A combined reading of the several provisions of Order 22 of the Code makes


the following position clear:




(a)     When   the   sole   plaintiff   dies   and   the   right   to   sue   survives,   on   an


application made in that behalf, the court shall cause the legal representative


of the deceased plaintiff to be brought on record and proceed with the suit.



(b)     If the court holds that the right to sue does not survive on the death of


the plaintiff, the suit will abate under Rule 1 of Order 22 of the Code.

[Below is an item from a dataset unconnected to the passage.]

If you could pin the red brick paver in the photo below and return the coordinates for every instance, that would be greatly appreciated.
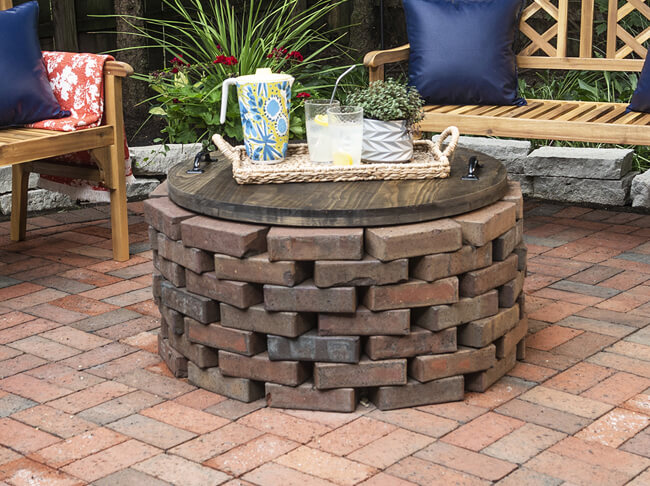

(c)     Even   where   the   right   to   sue   survives,   if   no   application   is   made   for


making the legal representative a party to the suit, within the time limited by


law   (that   is   a   period   of   90   days   from   the   date   of   death   of   the   plaintiff


prescribed for making an application to make the legal representative a party


under Article 120 of the Limitation Act, 1963), the suit abates, as per Rule


3(2) of Order 22 of the Code.



(d)     Abatement occurs as a legal consequence of (i) court holding that the


right to sue does not survive; or (ii) no application being made by any legal


representative of the deceased plaintiff to come on record and continue the


suit. Abatement is not dependant upon any formal order of the court that the


suit has abated.


                                                  7



(e)     Even though a formal order declaring the abatement is not necessary


when the suit abates, as the proceedings in the suit are likely to linger and


will not be closed without a formal order of the court, the court is usually to


make   an   order   recording   that   the   suit   has   abated,   or   dismiss   the   suit   by


reason of abatement under Order 22 of the Code.



(f)     Where   a   suit   abates   or   where   the   suit   is   dismissed,   any   person


claiming to be the legal representative  of the deceased plaintiff may apply


for setting aside the abatement or dismissal of the suit under Order 22 Rule 9


(2)   of   the   Code.   If   sufficient   cause   is   shown,   the   court   will   set   aside   the


abatement or dismissal. If however such application is dismissed, the order


dismissing such an application is open to challenge in an appeal under Order


43 Rule 1(k) of the Code.



(g)     A   person   claiming   to   be   the   legal   representative   cannot   make   an


application   under   rule   9(2)   of   order   22   for   setting   aside   the   abatement   or


dismissal, if he had already applied under order 22 Rule 3 for being brought


on   record   within   time   and   his   application   had   been   dismissed   after   an


enquiry   under   Rule   5   of   Order   22,   on   the   ground   that   he   is   not   the   legal


representative.



6.      We may next consider the remedies available to an applicant whose


application under Order 22 Rule 3 of the Code, for being added as a party to


the suit as legal representative  of the deceased plaintiff, has been rejected.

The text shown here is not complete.